Close eye kept on capsule makers
Updated: 2012-04-28 08:07
By Wang Qian and Chen Xin (China Daily)
The top quality watchdog reiterated its resolution on Friday to crack down on the illegal use of industrial gelatin in food processing.
"We will carry out a thorough and strict inspection of all producers of edible gelatin and food manufacturers that are using edible gelatin, and we will severely crack down on illegal activities," Fu Wenbiao, deputy director of the general office of the General Administration of Quality Supervision, Inspection and Quarantine, said at a news conference.
Fu's remarks came as the agency recently sent eight supervision teams to 17 provinces and regions to inspect the production and use of edible gelatin in order to ensure the safety of food eaten or sold during the coming three-day Labor Day holiday.
Edible gelatin is a protein substance extracted from healthy animals' skin and bones. It is most often used as a gelling agent in the food and pharmaceutical industries, going into products such as jam and yogurt. Inedible gelatin, in contrast, is extracted from leather or even the skin and bones of sick animals and may be put toward industrial uses.
Dong Jinshi, a food safety expert, said edible gelatin must meet more than 20 standards pertaining to its content of heavy metals and other elements before it can be used in food, while inedible gelatin must only meet five standards before it can be used in other sorts of products.
Inedible gelatin can also brought up to the standards of the edible variety if it is first subjected to certain procedures, he said.
"So the priority in the inspections should be to look at providers of raw materials and then go down to gelatin producers and food manufacturers," Dong said. "The whole industrial chain should be put under strict supervision and any omissions will cause big troubles."
The public has been on its guard about buying food, especially types containing edible gelatin, ever since media outlets reported this month that drug capsules contaminated with chromium had been discovered.
The State Food and Drug Administration said on its website on Friday that 15 companies in Zhejiang, Henan, Sichuan and Chongqing were found to be producing the capsules.
The administration plans to order local drug authorities to supervise the recall and destruction of the tainted products.
The production licenses of companies engaged in illegal activities will be revoked, and people who are suspected of committing criminal offenses may be subject to legal charges, it said.
The administration has asked makers of drug capsules and pharmaceutical companies that produce capsule medicines to inform the public of the ingredients used in their products.
In a statement issued on Sunday, the Ministry of Public Security said inspections conducted over a week in Zhejiang, Hebei and Jiangxi provinces had led to 80 illegal production lines being shut down.
By Sunday, police had detained 45 people, arrested nine and seized more than 77 million capsules tainted with chromium.
Nine pharmaceutical companies have been accused of manufacturing drug capsules that contain inedible industrial gelatin.

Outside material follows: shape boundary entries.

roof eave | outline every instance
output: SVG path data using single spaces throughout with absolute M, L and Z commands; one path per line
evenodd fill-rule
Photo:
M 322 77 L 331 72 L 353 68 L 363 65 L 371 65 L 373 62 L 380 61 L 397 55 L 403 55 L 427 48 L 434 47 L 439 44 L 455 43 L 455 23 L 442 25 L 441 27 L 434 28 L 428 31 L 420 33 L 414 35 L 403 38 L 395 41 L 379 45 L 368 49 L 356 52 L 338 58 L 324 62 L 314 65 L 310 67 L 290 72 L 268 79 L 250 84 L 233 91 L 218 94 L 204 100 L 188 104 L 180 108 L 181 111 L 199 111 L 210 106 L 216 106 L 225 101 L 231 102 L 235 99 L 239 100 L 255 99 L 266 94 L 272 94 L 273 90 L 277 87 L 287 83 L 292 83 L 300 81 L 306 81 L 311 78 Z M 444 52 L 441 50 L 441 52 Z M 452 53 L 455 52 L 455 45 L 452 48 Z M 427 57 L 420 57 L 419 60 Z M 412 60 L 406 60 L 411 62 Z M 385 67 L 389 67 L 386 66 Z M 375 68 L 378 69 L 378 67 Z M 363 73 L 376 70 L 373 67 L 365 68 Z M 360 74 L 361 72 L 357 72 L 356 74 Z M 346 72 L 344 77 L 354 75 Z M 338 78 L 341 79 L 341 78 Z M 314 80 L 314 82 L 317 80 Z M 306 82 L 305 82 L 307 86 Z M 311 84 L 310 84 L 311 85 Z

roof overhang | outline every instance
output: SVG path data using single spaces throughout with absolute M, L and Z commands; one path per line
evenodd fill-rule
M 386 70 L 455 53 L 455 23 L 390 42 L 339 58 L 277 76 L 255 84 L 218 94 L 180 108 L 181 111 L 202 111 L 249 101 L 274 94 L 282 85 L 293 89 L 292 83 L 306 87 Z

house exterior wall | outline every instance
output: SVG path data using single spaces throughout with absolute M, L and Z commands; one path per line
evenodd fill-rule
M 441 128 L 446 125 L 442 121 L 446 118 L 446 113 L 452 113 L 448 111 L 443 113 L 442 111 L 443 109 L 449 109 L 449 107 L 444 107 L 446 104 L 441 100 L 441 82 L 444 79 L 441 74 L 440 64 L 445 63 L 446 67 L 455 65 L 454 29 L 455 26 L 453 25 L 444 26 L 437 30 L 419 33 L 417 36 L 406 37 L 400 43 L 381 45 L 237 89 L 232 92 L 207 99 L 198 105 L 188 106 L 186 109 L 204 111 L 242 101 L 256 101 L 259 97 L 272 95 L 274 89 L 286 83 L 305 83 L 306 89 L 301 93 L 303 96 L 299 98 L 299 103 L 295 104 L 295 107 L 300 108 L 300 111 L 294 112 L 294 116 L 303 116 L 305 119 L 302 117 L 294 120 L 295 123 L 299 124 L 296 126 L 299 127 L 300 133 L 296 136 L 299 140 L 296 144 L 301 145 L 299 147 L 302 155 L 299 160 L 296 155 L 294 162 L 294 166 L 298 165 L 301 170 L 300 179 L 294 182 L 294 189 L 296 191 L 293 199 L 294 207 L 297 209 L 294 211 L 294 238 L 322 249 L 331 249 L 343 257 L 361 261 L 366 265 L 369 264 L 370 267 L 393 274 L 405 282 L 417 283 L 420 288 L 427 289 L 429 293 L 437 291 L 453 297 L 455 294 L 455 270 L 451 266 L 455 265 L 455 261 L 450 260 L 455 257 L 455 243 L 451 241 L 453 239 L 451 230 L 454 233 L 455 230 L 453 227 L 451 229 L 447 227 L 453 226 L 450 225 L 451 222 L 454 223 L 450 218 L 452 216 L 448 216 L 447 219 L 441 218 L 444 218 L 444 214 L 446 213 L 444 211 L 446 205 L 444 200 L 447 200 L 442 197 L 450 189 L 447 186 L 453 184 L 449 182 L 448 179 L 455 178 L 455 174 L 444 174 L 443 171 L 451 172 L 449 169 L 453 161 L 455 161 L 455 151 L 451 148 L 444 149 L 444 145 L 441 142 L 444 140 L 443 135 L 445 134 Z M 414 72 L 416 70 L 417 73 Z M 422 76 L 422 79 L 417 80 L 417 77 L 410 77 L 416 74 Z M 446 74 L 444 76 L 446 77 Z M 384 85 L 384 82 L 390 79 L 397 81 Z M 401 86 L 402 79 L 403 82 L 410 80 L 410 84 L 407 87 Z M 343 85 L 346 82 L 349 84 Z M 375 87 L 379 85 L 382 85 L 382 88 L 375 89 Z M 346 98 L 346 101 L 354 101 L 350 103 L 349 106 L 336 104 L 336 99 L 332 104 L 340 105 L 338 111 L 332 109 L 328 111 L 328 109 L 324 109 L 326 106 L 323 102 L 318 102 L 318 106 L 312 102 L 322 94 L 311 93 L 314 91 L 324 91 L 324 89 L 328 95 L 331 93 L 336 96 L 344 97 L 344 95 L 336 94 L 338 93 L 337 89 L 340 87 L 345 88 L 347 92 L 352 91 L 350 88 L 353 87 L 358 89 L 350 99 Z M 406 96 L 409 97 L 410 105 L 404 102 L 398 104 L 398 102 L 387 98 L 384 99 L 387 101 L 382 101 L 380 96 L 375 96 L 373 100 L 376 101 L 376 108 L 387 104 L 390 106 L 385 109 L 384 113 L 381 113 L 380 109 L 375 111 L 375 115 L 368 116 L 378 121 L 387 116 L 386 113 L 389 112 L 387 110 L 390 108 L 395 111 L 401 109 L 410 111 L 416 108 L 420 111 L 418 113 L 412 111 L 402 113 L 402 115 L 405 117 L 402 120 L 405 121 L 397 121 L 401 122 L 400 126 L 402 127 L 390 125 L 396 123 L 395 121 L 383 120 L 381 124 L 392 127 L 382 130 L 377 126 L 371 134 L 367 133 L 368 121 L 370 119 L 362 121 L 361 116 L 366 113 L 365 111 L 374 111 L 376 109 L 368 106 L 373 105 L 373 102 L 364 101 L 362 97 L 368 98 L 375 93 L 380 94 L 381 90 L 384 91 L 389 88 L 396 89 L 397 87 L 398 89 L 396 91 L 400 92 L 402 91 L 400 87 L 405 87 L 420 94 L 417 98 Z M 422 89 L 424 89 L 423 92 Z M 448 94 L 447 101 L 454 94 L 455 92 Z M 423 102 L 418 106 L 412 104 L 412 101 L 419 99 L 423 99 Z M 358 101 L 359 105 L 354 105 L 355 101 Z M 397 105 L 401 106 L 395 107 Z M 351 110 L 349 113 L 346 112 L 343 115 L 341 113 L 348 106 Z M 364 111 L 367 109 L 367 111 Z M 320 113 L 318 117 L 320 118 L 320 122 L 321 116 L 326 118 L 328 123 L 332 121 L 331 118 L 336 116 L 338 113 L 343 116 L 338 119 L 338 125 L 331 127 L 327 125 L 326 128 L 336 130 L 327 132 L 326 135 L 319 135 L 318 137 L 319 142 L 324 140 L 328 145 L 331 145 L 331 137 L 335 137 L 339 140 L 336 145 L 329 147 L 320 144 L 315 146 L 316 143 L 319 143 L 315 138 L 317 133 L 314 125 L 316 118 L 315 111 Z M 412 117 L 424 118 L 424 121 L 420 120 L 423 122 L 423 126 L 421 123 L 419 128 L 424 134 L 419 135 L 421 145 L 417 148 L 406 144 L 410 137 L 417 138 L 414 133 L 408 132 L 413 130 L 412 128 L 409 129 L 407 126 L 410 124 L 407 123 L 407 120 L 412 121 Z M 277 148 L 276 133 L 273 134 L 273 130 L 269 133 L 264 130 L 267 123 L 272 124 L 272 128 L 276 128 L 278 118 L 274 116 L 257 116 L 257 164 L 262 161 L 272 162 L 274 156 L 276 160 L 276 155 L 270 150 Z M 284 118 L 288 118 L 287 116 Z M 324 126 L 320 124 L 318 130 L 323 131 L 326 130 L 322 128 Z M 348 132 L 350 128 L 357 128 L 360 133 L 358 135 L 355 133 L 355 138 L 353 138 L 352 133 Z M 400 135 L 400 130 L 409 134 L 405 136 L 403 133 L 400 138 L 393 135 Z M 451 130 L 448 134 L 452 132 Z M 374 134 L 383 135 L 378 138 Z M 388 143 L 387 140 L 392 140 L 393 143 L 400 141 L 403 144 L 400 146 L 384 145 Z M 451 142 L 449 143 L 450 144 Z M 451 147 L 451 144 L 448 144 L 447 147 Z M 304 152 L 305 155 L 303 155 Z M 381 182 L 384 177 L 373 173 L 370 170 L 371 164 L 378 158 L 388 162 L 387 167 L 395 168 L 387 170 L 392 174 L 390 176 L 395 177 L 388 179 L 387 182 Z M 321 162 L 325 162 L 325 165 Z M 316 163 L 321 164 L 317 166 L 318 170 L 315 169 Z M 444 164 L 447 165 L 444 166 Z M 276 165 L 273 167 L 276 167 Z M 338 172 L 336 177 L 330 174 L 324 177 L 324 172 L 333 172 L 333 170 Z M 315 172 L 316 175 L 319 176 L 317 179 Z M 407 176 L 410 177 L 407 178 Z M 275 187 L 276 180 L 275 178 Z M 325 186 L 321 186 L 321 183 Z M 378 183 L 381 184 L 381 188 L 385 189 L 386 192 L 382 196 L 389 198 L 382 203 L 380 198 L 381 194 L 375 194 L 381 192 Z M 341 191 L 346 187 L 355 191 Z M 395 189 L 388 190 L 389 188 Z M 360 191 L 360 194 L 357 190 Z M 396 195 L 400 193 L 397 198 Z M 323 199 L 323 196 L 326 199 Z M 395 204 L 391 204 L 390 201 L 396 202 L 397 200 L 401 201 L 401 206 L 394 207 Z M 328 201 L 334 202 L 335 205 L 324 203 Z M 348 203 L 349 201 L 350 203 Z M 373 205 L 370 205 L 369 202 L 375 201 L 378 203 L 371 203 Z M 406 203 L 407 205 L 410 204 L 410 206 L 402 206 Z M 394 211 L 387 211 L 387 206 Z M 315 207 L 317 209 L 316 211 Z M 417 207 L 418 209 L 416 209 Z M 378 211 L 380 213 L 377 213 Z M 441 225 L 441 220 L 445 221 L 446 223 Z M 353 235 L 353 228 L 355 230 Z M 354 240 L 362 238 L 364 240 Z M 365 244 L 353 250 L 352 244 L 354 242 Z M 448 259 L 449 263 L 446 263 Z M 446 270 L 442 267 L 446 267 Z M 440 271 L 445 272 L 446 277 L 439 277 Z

Moreover, 13 commonly prescribed drugs were found to be made at times with industrial gelatin, which contains a much greater amount of chromium than edible gelatin.
With stricter food standards in force, tainted capsules have been discarded in Xinzheng, Henan province, and Xi'an, Shaanxi province, media reported.
The State Food and Drug Administration said on its website on April 23 that local drug authorities should take strict measures to stop pharmaceutical companies from improperly discarding toxic capsules and to ensure that all such products are destroyed once they are detected.
Sun Zhongshi, an expert with the Ministry of Health's national rational drug use monitoring system, said the scandal is a sign that the drug watchdog should strengthen its supervision of the substances found both inside and outside capsules.
A group of lawyers have formed a team to take legal action against pharmaceutical companies that have misused industrial gelatin.
On April 23, they released a statement online saying they can help the victims in the scandal protect their rights.